Güncelleme Tarihi:
Çiğdeci kuşlarının (Acridotheres tristis) şehirlerdeki nüfuslarının artmasıyla kırsal alanlara doğru yayıldıkları gözlemleniyor. Çünkü geldikleri Hindistan, Sri Lanka, Bangladeş, Güney Afrika, Avustralya ve Hawaii gibi tropikal iklimin etkisindeki ülkelerde ormanlık alanlar, tarım arazileri, otlak, çiftlik, köy ve şehir gibi alanlarda yaşamayı seviyorlar. Küresel ölçekte yaklaşık olarak 10 milyon kilometrekarelik geniş bir alanda yayılış gösteriyorlar.

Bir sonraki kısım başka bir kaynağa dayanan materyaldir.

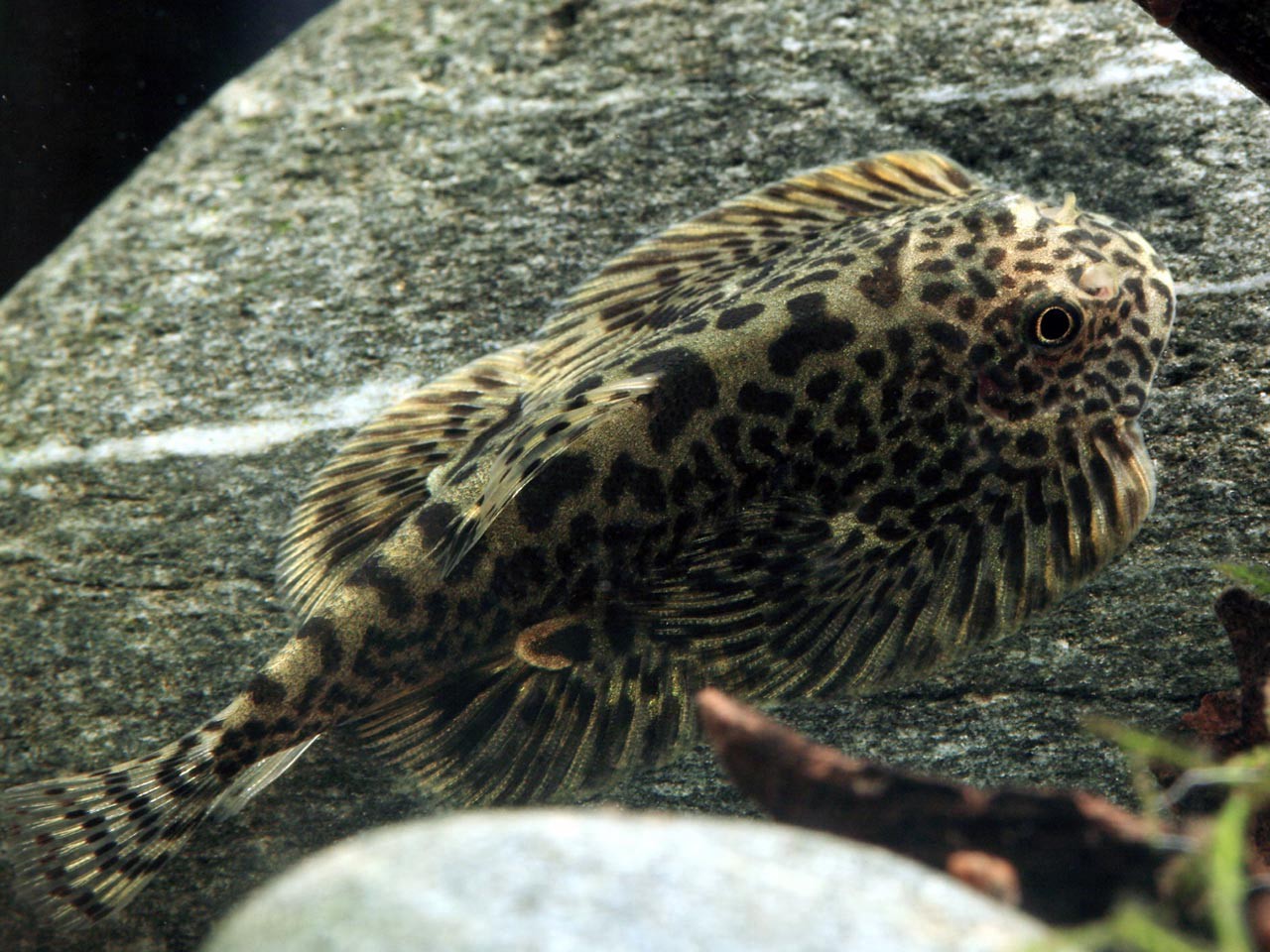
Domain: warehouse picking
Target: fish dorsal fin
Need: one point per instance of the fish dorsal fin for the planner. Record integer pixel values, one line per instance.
(553, 422)
(645, 287)
(381, 475)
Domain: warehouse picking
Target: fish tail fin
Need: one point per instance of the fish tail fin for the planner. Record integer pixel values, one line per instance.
(82, 846)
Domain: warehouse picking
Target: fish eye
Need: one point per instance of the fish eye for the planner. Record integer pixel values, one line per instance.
(1055, 324)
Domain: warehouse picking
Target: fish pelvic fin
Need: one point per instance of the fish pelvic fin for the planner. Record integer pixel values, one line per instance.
(538, 725)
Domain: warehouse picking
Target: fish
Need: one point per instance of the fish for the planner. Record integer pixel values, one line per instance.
(813, 442)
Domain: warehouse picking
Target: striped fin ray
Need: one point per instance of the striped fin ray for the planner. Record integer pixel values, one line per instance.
(550, 425)
(82, 846)
(786, 602)
(511, 733)
(670, 275)
(382, 474)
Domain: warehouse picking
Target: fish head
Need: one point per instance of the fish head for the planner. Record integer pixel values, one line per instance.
(1082, 312)
(1051, 322)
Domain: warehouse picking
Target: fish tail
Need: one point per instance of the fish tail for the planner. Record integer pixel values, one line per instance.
(84, 846)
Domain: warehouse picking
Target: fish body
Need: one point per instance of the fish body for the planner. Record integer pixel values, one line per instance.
(816, 440)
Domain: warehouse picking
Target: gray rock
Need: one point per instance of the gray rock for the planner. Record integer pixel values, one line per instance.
(630, 883)
(403, 185)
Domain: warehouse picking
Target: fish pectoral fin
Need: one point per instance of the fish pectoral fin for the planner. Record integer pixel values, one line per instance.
(381, 475)
(642, 290)
(553, 422)
(509, 730)
(784, 601)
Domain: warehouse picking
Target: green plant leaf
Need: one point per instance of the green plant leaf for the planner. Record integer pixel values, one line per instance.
(1256, 578)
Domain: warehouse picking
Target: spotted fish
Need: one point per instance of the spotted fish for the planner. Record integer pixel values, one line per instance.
(815, 440)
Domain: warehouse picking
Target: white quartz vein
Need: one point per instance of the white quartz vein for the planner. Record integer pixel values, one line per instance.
(1239, 286)
(266, 426)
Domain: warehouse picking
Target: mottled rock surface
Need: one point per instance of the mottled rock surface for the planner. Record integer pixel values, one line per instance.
(575, 881)
(404, 185)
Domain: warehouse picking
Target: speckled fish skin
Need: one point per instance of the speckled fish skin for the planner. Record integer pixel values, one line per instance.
(818, 439)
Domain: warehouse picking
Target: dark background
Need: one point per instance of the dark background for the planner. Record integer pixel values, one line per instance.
(87, 87)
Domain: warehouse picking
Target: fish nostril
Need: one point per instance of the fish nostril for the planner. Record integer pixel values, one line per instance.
(1100, 281)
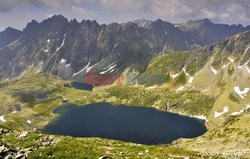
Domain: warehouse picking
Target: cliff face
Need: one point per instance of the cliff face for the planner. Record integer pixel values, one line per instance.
(70, 49)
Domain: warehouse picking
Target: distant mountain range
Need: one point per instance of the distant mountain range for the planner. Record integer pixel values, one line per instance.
(70, 49)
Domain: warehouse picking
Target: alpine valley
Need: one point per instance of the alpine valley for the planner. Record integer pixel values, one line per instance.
(206, 76)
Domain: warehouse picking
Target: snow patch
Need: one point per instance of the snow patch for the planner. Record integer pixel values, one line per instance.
(63, 61)
(230, 59)
(57, 49)
(196, 45)
(110, 68)
(235, 114)
(248, 70)
(23, 135)
(190, 80)
(184, 70)
(200, 117)
(213, 70)
(87, 68)
(241, 111)
(218, 114)
(187, 44)
(246, 49)
(82, 69)
(243, 93)
(152, 87)
(245, 64)
(175, 75)
(180, 88)
(2, 120)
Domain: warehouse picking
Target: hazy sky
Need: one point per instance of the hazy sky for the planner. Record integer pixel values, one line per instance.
(17, 13)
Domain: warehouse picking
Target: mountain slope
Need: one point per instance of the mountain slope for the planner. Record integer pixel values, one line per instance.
(8, 35)
(221, 70)
(71, 49)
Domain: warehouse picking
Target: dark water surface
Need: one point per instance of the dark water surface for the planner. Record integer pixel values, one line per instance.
(126, 123)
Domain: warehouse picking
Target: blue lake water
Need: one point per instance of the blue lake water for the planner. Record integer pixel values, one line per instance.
(127, 123)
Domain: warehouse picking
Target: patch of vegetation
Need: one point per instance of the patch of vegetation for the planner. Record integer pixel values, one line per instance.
(181, 79)
(233, 97)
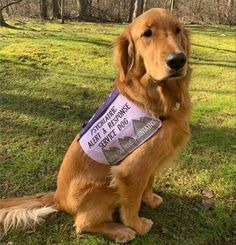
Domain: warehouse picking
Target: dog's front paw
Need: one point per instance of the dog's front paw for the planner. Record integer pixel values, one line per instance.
(153, 201)
(125, 235)
(142, 225)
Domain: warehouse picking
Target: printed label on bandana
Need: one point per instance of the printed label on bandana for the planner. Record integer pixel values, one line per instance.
(117, 128)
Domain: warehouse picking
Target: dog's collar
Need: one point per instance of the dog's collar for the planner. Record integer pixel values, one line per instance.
(117, 128)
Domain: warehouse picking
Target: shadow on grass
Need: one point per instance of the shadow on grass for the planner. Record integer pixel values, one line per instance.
(196, 60)
(49, 108)
(221, 92)
(214, 48)
(179, 220)
(220, 139)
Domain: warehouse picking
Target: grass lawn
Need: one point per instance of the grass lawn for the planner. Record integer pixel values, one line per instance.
(53, 77)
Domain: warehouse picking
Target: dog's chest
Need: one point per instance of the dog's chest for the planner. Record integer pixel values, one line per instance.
(117, 128)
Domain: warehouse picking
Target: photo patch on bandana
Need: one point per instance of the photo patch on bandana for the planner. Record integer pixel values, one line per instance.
(117, 128)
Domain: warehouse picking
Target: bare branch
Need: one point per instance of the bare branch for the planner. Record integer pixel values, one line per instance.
(9, 4)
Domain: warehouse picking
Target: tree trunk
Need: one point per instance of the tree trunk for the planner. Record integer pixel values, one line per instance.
(218, 11)
(55, 10)
(62, 11)
(172, 5)
(43, 10)
(138, 8)
(83, 13)
(2, 21)
(2, 7)
(131, 10)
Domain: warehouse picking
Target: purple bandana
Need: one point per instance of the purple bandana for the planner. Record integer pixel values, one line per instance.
(116, 129)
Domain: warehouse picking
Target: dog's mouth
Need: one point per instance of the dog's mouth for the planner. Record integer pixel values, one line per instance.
(171, 75)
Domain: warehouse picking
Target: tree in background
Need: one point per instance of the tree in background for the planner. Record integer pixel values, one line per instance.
(62, 11)
(43, 9)
(194, 11)
(55, 10)
(172, 5)
(4, 5)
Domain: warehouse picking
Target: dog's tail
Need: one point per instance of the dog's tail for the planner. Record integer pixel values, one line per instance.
(26, 211)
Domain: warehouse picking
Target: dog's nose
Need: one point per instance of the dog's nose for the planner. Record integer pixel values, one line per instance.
(176, 60)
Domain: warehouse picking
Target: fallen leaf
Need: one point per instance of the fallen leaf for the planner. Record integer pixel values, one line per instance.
(164, 231)
(206, 205)
(66, 107)
(207, 194)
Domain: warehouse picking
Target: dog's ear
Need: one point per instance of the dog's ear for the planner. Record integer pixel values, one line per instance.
(124, 54)
(185, 42)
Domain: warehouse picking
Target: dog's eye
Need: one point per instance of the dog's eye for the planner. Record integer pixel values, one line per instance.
(147, 33)
(177, 30)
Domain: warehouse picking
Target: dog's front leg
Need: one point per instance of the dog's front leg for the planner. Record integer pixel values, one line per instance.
(130, 184)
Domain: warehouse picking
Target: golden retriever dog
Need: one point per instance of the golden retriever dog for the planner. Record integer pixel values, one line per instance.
(151, 56)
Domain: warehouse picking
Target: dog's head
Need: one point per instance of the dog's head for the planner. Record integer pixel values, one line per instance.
(155, 44)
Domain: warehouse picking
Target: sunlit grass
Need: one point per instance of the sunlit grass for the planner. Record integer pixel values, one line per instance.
(54, 76)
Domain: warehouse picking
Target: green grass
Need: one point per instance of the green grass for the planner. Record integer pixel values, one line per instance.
(54, 76)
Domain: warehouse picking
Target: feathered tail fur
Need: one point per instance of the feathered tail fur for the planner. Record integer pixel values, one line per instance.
(26, 212)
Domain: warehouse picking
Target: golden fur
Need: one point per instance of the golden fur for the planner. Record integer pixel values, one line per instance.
(90, 191)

Kartal ve Kozyatağı’nda görebilirsiniz
Peki tropik olmayan Türkiye’de nasıl tutundular? Bunun iki nedeni var. İlki, kuşun kendisinden kaynaklı: Şaşırtıcı bir şekilde diğer iklim koşullarına ve yaşam alanlarına adapte olabilme yeteneğine sahipler. İkincisi ise bizden: Yaşam biçimimizin bir sonucu olarak iklimini değiştirdiğimiz ve ısıttığımız kürede, bizim iklimimizin de tropiğe doğru yol alması. Özetle; biraz o ortama uydu, biraz da biz ortamı ona uyduruyoruz.
İstanbul’da Kartal Cevizli’de, eski Oto Pazarı çevresinde yıl boyunca bu kuşu görmek mümkün. Kışın Kozyatağı civarında da rastlayabilirsiniz. Evlerin çatılarında, borularında ürüyorlar. Yaşadıkları bölgelerde kumruların yuva yaptığı her yer, onların da potansiyel yuvaları. Yani insana yakın olmaktan çekinmiyorlar.
Haşere, çekirge ve bitkiyle beslenen yeni kuşumuzun bir de insanların hoşuna gitmeyecek yanı var: Sesi! Her ne kadar ötücü kuşlar takımının sığırcık ailesinin bir üyesi olsa da pek hoşa gitmeyecek bir sese sahipler ve hayli gürültücüler. Özellikle de baharda bir araya gelip küçük gruplar oluşturduklarında... Üstelik insan sesi taklidi yapabildikleri de biliniyor. Kulaklarınızı dört açın, bakalım onları duyabilecek misiniz?